ドラッグを摂取してIKEAの家具を作るドキュメンタリー『HIKEA』の背景とは?

CULTURE  2017.05.09  FNMNL編集部

ヨーロッパ発祥で日本でも人気の家具量販店『IKEA』は、低価格でありながらオシャレなデザインの家具が多く世界中で愛用されている。しかしながら 『IKEA』家具の特徴は全て自分で組み立てなければならないDIY式であること。その組み立てが相当複雑で難しく誰もが苦戦することでお馴染み。

『HIKEA』はただでさえ組み立てるのが難しい『IKEA』の家具を、LSDやマジックマッシュルームを摂取した人がハイになった状態で組み立てることに挑戦する姿を動画に収めたドキュメンタリーである。『HIKEA』のビデオについてはSampling-Loveのブログにて紹介されているが、この記事ではもう少しそのプロジェクト背景について紹介する。

「ただでさえ誰もが難しく感じる『IKEA』の家具をハイな状態で組み立てるのは不可能に近い。なのでドラッグを摂取した人がこのお手頃価格の家具を組み立てている姿を動画に収めてドキュメンタリーシリーズにしたら面白いはずだ。それに(ハイとイケアを組みわせたハイケア)『HIKEA』と口にするだけで面白い」という考えのもとでHunterとAlex、2人のプロデューサーによって『HIKEA』は誕生。

 

ニューヨークの大手広告代理店BBDOで働いていたベテランのコピーライターHunterとAlexはある日、IKEAの家具を組み立てるのは難しくてストレスが溜まるという話をした。ハイな状態でIKEAの家具は絶対に作れないと言った友人の言葉が発端となり、HIKEAというダジャレのような語呂合わせから2人はこのウェブシリーズのアイディアを思いつき製作開始した。撮影チームを雇い、出演者はネットで募集し、この思いつきから次の年には配信開始したとのこと。
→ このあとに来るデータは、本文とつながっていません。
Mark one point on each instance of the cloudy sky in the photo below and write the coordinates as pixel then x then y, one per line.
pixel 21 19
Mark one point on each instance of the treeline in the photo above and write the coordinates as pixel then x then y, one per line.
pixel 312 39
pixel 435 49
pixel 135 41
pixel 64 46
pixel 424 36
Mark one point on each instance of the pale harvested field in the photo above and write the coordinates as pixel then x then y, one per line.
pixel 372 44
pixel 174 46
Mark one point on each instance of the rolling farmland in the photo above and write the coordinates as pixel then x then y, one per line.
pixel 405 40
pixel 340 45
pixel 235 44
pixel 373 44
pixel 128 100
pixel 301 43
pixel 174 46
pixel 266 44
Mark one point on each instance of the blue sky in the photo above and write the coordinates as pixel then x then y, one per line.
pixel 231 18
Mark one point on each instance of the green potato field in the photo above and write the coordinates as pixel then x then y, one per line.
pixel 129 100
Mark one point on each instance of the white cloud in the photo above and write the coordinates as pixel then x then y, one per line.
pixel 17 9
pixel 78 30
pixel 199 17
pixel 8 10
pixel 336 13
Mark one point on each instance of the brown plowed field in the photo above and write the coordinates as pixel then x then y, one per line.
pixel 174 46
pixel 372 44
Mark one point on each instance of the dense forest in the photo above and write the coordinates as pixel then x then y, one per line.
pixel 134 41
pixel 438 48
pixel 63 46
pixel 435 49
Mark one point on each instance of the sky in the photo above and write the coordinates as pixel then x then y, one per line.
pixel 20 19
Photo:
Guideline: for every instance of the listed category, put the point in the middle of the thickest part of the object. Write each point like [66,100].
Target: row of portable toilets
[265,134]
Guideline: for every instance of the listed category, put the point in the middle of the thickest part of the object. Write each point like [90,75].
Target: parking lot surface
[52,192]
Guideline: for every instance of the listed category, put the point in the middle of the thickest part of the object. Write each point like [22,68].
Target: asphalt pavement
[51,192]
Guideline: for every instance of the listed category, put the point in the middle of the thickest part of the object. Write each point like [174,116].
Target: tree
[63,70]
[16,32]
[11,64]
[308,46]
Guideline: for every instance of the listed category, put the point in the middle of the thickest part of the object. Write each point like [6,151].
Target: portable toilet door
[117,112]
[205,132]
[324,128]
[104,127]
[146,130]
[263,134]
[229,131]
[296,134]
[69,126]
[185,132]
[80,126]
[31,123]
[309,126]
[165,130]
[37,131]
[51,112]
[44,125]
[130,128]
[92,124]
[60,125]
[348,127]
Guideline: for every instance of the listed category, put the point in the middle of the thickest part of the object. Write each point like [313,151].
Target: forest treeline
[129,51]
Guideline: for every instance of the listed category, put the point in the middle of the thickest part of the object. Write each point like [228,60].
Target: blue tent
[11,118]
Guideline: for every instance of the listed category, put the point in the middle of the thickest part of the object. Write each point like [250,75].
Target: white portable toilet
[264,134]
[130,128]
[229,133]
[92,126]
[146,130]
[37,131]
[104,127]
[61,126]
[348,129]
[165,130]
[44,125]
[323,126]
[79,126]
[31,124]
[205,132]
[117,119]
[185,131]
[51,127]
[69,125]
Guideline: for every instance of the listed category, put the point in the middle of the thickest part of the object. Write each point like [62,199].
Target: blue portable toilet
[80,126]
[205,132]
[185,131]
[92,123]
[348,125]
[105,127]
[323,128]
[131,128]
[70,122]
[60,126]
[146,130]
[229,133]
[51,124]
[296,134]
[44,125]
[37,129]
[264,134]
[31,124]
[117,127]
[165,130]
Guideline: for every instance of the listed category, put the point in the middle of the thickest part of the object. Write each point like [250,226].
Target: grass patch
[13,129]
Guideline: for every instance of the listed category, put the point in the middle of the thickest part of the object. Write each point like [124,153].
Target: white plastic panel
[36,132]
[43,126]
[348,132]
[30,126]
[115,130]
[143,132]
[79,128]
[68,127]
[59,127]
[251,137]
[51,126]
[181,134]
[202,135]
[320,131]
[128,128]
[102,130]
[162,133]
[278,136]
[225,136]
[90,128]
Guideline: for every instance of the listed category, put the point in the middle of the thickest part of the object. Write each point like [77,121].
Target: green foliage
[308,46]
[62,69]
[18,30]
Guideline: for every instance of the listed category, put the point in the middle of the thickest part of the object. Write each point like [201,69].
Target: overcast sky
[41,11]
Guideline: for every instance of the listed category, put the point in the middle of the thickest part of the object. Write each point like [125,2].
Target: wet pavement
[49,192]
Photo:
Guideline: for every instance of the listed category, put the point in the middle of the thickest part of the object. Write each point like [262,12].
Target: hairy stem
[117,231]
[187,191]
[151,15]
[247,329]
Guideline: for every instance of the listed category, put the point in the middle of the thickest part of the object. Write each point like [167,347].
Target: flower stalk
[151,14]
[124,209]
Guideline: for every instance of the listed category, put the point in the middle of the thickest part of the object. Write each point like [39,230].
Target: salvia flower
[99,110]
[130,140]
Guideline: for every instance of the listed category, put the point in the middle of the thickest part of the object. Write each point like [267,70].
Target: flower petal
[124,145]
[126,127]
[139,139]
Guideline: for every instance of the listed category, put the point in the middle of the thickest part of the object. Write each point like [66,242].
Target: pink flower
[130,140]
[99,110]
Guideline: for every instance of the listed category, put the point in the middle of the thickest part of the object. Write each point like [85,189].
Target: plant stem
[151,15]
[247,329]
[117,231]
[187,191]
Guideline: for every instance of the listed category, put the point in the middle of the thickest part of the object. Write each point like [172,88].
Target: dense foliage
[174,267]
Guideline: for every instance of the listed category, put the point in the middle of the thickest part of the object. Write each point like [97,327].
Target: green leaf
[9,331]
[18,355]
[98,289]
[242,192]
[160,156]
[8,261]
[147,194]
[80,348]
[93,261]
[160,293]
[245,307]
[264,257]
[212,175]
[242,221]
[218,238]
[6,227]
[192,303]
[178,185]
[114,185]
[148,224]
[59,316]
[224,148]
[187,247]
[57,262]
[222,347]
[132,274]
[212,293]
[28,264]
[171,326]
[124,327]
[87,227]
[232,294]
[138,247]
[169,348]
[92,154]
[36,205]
当初は実際にドラッグを摂取して家具を作ってもらう人を探すのに苦労すると予想していたが、出演者をネットで公募したところ多数の連絡が来たとのこと。ただドラッグを手に入れたいだけの中毒者からの連絡や、様々な奇妙な人々からも応募が来るのが面白いとHunterはThe Daily Dotの記事で語っている。

 

現在男女2人がLSDを摂取してから一緒に棚を作る第1話と、男性がマジックマッシュルームを摂取してから机を作る第2話が配信されている。第一話は配信から10日で250万再生を突破。キノコで男性がラリる第2話はYoutubeに投稿後一旦運営側に動画を削除されたが、後日18歳未満閲覧禁止の注意書きつきで再度公開された。今年4月からAmazonプライムビデオでも配信開始となった。

HIKEA

いまのところ撮影されたのは現在公開している2話のみだが、IKEAからお叱りが来ないかぎりは今後もこのシリーズの制作を続けることを考えているとのこと。IKEAはスウェーデンの企業だからクールだろうし、きっと『HIKEA』を気に入ってくれるはずだと、あまり心配はしていないようだ。